La norme NF S99-805 – Réel intérêt ou coup de bonneteau ?

Quand l’idée de la norme NF S99-805 a émergé et que nos syndicats ont commencé à communiquer sur le sujet, mon attention avait été éveillée.

En effet, dans un métier où aucune réglementation n’existe. L’apparition d’une norme est une excellente chose. J’étais impatiente d’en découvrir le fond, mais aussi la forme.

Après la publication très discrète de cette norme durant l’été 2021, l’apparition des premières offres de certification et des premiers articles de fond sur le sujet a réveillé mon intérêt.

Mais aujourd’hui, encore une fois, c’est la grande déception et je vous invite à découvrir pourquoi en détaillant ce qui se cache derrière ce NF S99-805.

La forme

Pour commencer, il faut rendre les honneurs à ma collègue Patricia PENOT qui a publié un très bon article sur le sujet dont je vais me permettre d’extraire 2 parties.
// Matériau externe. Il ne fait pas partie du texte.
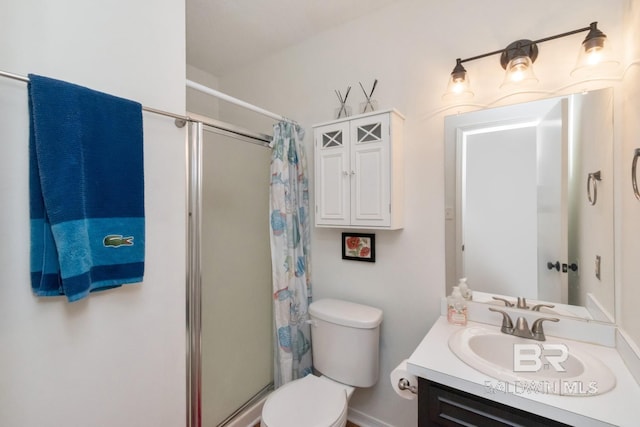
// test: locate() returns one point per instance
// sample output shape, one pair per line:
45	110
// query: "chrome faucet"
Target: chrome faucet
521	328
522	303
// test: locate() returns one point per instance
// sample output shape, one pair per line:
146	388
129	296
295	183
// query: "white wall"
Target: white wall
629	226
198	102
116	358
410	47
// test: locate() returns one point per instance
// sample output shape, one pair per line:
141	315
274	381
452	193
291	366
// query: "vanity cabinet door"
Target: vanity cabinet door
439	405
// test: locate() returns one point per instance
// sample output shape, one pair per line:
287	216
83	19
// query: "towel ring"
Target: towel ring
593	177
634	177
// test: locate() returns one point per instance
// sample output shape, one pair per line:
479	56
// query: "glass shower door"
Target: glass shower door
236	309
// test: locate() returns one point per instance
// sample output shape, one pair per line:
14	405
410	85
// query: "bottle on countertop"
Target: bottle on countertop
464	289
456	308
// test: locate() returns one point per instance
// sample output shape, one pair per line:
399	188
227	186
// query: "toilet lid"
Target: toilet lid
309	402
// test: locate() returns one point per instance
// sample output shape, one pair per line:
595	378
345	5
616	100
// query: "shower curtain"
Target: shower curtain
290	253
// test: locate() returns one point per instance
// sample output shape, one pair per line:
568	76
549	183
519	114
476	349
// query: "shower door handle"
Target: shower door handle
552	266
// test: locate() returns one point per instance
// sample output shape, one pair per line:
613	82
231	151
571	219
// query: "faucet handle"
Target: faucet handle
507	323
536	328
506	302
537	307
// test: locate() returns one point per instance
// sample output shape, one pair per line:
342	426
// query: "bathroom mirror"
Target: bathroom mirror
529	203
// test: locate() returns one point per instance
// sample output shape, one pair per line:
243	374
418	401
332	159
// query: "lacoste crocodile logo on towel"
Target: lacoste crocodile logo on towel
117	240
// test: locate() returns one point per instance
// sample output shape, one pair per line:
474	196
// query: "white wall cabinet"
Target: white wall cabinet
359	172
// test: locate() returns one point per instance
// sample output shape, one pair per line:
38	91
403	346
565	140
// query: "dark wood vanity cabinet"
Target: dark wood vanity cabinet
439	405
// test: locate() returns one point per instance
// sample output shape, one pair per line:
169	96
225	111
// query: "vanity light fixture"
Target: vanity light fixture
518	57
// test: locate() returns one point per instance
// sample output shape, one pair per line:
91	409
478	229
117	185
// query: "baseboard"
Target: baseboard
364	420
629	352
249	417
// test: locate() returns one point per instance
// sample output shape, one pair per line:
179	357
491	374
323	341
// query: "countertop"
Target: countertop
433	360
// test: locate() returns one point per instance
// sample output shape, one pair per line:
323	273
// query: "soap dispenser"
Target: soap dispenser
464	289
456	308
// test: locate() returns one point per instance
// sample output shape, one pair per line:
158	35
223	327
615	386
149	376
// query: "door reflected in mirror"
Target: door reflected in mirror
529	199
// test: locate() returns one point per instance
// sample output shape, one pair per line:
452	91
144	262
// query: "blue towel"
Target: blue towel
86	189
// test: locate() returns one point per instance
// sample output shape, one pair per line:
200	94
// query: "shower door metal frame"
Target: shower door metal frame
195	135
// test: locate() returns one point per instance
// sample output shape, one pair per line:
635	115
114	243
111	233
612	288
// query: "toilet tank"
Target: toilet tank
345	340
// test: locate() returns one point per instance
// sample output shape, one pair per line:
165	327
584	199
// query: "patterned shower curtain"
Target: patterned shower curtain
290	253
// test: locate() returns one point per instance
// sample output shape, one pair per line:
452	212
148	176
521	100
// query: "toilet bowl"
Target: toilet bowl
310	401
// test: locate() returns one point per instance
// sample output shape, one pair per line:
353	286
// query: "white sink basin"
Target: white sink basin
554	366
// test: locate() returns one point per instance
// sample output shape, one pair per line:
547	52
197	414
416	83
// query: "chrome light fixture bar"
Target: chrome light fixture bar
518	57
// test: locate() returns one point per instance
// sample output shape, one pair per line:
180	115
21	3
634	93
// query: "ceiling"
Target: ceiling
225	34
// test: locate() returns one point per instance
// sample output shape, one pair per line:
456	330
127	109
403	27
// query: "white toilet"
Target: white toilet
345	340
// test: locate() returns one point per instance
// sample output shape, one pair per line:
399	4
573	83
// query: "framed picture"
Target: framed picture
359	247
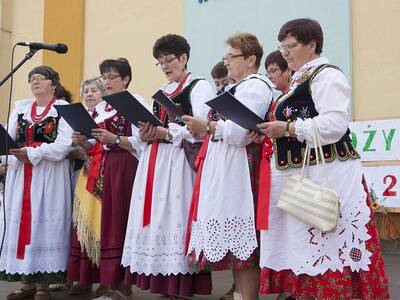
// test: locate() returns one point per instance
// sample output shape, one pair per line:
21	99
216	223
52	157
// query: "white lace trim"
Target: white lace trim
39	258
160	263
346	243
215	237
163	253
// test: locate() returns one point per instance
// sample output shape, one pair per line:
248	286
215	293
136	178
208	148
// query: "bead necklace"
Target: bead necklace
36	118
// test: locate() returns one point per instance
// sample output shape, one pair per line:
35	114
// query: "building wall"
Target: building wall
20	21
359	37
125	28
375	59
209	24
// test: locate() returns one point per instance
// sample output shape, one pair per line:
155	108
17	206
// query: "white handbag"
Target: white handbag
312	203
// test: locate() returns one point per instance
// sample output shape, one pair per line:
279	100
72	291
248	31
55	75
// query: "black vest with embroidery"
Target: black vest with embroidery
43	132
289	152
183	102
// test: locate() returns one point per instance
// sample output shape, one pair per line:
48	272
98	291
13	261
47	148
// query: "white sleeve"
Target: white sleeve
12	131
331	95
256	96
200	94
56	151
136	142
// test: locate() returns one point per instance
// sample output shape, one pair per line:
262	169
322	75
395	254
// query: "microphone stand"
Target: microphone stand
27	57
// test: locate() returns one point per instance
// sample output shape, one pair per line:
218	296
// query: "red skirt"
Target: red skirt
119	174
80	268
372	284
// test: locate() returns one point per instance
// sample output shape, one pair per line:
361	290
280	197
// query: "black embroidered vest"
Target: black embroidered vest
42	132
299	104
182	100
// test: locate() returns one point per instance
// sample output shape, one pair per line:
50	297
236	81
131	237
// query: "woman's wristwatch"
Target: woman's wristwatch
117	140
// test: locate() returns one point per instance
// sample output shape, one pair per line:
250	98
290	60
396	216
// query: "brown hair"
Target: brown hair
248	44
219	71
305	31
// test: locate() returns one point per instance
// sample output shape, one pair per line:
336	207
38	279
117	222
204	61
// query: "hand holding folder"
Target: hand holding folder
78	118
169	105
6	142
131	108
231	108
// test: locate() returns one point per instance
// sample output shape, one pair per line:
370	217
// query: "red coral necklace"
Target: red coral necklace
36	118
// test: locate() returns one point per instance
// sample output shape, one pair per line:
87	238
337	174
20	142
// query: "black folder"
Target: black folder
231	108
78	118
165	101
131	108
6	142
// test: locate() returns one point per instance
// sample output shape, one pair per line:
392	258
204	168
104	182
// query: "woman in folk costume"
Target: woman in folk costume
118	158
155	239
347	262
38	196
85	242
222	221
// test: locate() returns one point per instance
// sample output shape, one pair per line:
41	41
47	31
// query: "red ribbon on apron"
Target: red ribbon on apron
264	186
194	204
97	153
149	183
24	235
Mais, quel que soit votre avis global, je vous invite à le lire.

Différences entre réglementation, norme, certification et label

Dans cet article, Patricia nous éclaire sur les différences entre réglementation, norme, certification et label.
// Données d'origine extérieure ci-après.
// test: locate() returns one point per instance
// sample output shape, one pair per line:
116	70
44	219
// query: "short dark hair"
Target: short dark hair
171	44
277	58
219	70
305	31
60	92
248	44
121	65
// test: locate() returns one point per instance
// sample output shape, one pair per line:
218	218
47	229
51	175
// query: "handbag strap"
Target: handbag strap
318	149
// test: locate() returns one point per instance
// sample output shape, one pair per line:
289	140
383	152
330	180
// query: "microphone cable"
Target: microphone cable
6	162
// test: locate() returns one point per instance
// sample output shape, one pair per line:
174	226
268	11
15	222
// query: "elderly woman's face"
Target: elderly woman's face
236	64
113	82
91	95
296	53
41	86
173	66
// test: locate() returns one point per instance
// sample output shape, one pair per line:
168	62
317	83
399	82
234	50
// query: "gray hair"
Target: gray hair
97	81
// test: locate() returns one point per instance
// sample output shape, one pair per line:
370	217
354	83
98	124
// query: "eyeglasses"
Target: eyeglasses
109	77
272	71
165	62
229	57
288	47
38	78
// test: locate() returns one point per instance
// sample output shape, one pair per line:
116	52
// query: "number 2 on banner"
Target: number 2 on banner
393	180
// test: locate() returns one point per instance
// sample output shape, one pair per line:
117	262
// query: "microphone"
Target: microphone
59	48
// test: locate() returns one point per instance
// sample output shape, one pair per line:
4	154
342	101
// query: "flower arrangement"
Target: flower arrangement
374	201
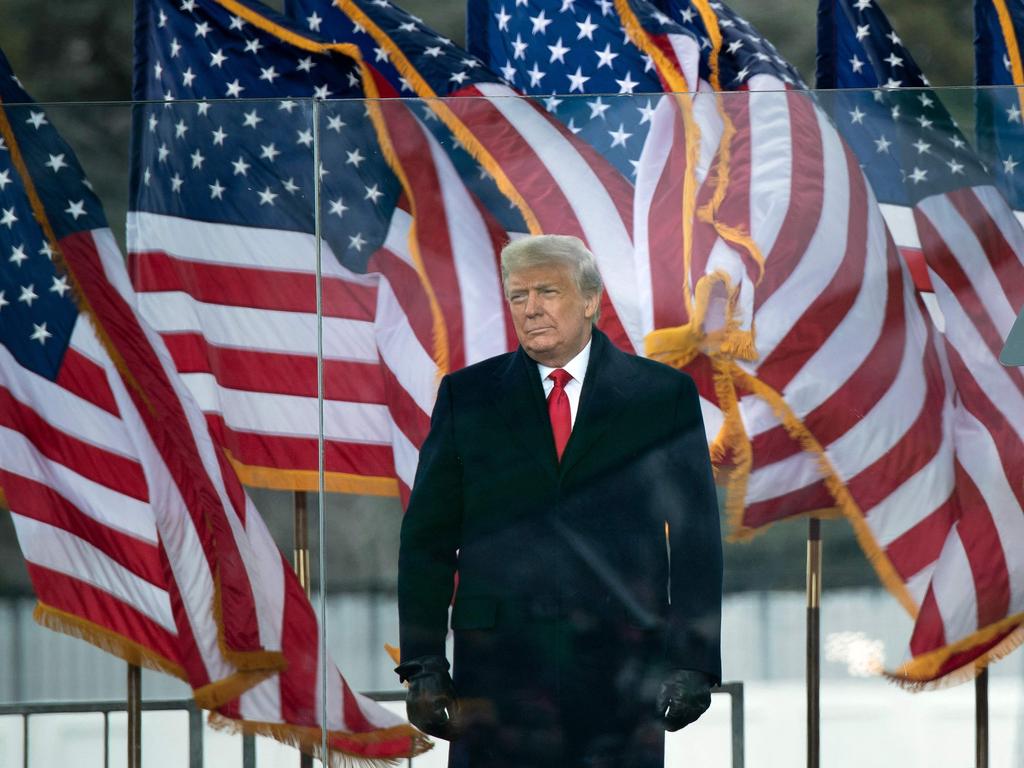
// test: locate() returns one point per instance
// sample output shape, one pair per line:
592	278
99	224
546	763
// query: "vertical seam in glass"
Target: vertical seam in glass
320	434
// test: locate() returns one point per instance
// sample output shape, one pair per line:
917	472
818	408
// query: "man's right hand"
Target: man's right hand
430	702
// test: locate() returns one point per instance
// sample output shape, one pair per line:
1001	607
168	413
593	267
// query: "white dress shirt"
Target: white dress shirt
577	368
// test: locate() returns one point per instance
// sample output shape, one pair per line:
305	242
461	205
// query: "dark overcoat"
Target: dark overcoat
580	582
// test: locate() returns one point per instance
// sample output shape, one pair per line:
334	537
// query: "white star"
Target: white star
619	137
558	52
519	48
59	286
627	85
586	29
338	208
75	208
597	108
40	333
551	102
28	294
354	157
536	76
540	24
604	57
577	81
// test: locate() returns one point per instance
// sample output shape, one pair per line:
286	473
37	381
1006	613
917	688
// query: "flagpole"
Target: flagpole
134	716
813	641
981	720
300	555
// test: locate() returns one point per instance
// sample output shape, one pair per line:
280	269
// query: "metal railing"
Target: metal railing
26	711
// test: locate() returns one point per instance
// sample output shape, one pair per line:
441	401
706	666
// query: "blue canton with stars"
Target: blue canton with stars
999	130
445	68
37	306
241	150
907	142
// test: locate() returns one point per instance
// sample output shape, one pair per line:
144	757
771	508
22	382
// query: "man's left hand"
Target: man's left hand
685	695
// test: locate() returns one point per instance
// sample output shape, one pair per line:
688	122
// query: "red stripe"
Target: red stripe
274	373
984	551
544	196
39	502
945	264
82	599
921	545
238	285
82	377
286	453
806	198
117	472
167	424
431	221
1006	262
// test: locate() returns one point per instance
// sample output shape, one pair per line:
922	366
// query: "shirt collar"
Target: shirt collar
577	367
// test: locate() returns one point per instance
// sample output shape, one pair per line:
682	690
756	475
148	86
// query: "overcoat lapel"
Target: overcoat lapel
519	398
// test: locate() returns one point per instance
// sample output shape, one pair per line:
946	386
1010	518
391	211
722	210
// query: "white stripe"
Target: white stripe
117	511
401	351
952	584
232	245
599	219
58	550
970	254
261	330
289	415
475	262
979	456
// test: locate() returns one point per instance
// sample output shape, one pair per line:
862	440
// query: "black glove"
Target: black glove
430	702
685	695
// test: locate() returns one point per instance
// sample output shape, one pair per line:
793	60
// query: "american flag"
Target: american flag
224	255
964	560
136	532
999	128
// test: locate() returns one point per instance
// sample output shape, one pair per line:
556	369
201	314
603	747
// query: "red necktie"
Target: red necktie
558	410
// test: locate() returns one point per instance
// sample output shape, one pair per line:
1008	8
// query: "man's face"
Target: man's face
552	318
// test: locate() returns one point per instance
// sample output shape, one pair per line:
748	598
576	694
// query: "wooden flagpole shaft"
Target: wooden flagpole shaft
134	716
981	719
300	535
813	642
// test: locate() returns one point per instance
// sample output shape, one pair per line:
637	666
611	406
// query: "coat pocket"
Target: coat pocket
474	613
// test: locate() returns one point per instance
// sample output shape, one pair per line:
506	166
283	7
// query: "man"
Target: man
568	483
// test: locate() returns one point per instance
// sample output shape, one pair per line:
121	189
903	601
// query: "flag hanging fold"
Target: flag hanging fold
136	532
963	562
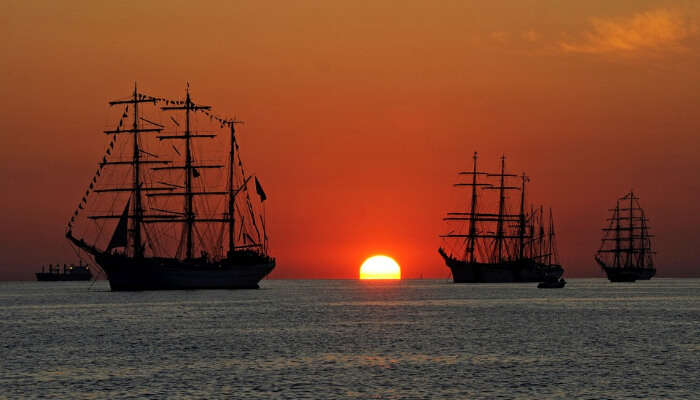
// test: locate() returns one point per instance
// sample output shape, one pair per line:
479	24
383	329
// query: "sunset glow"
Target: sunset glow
380	267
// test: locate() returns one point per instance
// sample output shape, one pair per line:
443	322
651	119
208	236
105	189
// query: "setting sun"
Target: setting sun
380	267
« Une réglementation est imposée par la loi, alors qu’une norme définit les bonnes pratiques. Il existe deux types de normes :

Une norme volontaire est un document payant protégé par copyright (AFNOR – Association Française de Normalisation). Ce document décrit les prestations proposées et établit les critères qui permettent d’en assurer la qualité. Lorsqu’une norme volontaire existe dans un secteur professionnel, chacun peut choisir de s’y référer ou non. Pour autant, ce peut être un vrai plus par rapport aux consommateurs, pour les rassurer, parce qu’elle agit comme un cadre de référence, des lignes directrices, par rapport au service proposé. »

Source Patricia PENOT

Le processus d’évaluation

En plus de ces informations limpides, Patricia nous éclaire sur le point essentiel de l’évaluation de la conformité à la norme. C’est-à-dire comment pouvoir s’en prévaloir.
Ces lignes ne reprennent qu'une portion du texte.